🤖 AI Summary
LLMs powering code-generation agents face significant challenges in industrial deployment—namely, high energy consumption (exceeding 100K tokens per inference) and poor scalability—making it difficult to simultaneously achieve operational efficiency (“green agents”) and high-quality code generation (“green code”). This work is the first to systematically investigate the Pareto trade-off between these competing objectives. We propose a multi-objective configuration optimization framework that uses temperature as the primary control variable to jointly tune hyperparameters and prompt templates. Evaluated on the SWE-Perf benchmark, our framework reduces latency by 37.7%, improves code correctness, and achieves a 135× gain in hypervolume—a metric quantifying Pareto-front improvement.

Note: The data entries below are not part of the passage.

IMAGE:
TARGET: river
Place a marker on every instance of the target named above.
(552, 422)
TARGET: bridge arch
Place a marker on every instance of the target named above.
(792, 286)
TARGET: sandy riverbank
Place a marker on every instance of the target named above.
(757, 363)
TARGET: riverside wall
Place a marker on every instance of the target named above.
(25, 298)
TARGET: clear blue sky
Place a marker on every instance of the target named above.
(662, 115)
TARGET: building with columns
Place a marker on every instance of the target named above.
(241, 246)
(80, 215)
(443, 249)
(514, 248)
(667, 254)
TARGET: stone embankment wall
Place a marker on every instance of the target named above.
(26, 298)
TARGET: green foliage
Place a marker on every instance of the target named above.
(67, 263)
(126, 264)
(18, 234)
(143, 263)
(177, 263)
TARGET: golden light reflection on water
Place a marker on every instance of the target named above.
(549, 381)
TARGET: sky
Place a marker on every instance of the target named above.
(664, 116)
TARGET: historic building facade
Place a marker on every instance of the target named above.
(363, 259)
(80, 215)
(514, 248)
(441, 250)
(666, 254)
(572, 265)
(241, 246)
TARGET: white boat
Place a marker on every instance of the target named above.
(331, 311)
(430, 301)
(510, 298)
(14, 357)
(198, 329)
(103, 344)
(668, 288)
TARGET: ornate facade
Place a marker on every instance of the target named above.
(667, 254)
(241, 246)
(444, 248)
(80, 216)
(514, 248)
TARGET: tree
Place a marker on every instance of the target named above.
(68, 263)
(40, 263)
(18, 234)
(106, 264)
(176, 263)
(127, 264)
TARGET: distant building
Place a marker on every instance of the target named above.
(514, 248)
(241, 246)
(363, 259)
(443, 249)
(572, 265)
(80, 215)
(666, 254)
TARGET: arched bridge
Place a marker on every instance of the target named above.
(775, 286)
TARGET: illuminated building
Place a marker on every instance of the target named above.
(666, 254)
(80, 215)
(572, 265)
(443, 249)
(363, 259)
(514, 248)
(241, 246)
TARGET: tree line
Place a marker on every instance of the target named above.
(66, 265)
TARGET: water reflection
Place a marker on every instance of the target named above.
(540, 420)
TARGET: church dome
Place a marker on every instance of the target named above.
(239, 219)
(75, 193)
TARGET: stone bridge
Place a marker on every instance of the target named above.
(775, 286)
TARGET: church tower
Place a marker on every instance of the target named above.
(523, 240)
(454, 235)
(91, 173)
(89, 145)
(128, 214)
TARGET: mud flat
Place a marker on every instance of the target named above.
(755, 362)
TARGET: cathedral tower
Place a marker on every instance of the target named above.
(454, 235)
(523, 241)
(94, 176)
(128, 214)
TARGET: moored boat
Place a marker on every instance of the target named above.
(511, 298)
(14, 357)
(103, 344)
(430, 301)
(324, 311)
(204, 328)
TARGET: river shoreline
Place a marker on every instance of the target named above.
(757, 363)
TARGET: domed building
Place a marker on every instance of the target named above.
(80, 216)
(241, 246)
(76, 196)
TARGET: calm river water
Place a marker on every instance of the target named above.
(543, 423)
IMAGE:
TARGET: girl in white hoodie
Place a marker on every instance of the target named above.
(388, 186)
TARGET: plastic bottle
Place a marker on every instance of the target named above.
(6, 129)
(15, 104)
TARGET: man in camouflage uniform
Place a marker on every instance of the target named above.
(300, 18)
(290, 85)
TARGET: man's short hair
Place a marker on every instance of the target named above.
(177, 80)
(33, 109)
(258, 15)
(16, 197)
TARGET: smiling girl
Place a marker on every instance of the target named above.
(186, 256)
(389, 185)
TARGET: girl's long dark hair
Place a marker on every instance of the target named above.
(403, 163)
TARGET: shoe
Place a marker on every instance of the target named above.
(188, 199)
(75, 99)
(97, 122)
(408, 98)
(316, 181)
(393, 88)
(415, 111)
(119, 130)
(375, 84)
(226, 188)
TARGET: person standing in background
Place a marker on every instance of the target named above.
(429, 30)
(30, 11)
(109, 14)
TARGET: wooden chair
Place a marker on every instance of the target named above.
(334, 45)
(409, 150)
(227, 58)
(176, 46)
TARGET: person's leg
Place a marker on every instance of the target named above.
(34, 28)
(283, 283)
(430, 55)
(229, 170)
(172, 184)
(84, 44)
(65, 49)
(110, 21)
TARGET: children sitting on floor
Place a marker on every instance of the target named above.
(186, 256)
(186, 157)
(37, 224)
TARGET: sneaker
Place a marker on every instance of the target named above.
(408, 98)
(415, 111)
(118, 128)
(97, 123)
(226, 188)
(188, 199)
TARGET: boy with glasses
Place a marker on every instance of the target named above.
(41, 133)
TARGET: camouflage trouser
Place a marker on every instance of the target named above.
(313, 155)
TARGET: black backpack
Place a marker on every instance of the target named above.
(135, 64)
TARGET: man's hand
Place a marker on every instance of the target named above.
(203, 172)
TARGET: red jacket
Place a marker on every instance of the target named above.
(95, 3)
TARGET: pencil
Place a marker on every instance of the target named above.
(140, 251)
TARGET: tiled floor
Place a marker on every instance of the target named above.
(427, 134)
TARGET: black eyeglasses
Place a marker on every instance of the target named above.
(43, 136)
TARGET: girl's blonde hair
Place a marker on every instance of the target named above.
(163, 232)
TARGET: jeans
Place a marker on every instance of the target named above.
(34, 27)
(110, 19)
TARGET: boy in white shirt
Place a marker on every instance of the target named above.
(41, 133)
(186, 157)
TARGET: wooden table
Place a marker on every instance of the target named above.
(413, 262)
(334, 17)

Key contributions include: (i) uncovering temperature’s pivotal role in balancing efficiency and quality; (ii) delivering the first practically deployable strategy for green coding agents; and (iii) establishing a new paradigm for sustainable AI engineering.
📝 Abstract
Coding agents powered by LLMs face critical sustainability and scalability challenges in industrial deployment, with single runs consuming over 100k tokens and incurring environmental costs that may exceed optimization benefits. This paper introduces GA4GC, the first framework to systematically optimize coding agent runtime (greener agent) and code performance (greener code) trade-offs by discovering Pareto-optimal agent hyperparameters and prompt templates. Evaluation on the SWE-Perf benchmark demonstrates up to 135x hypervolume improvement, reducing agent runtime by 37.7% while improving correctness. Our findings establish temperature as the most critical hyperparameter, and provide actionable strategies to balance agent sustainability with code optimization effectiveness in industrial deployment.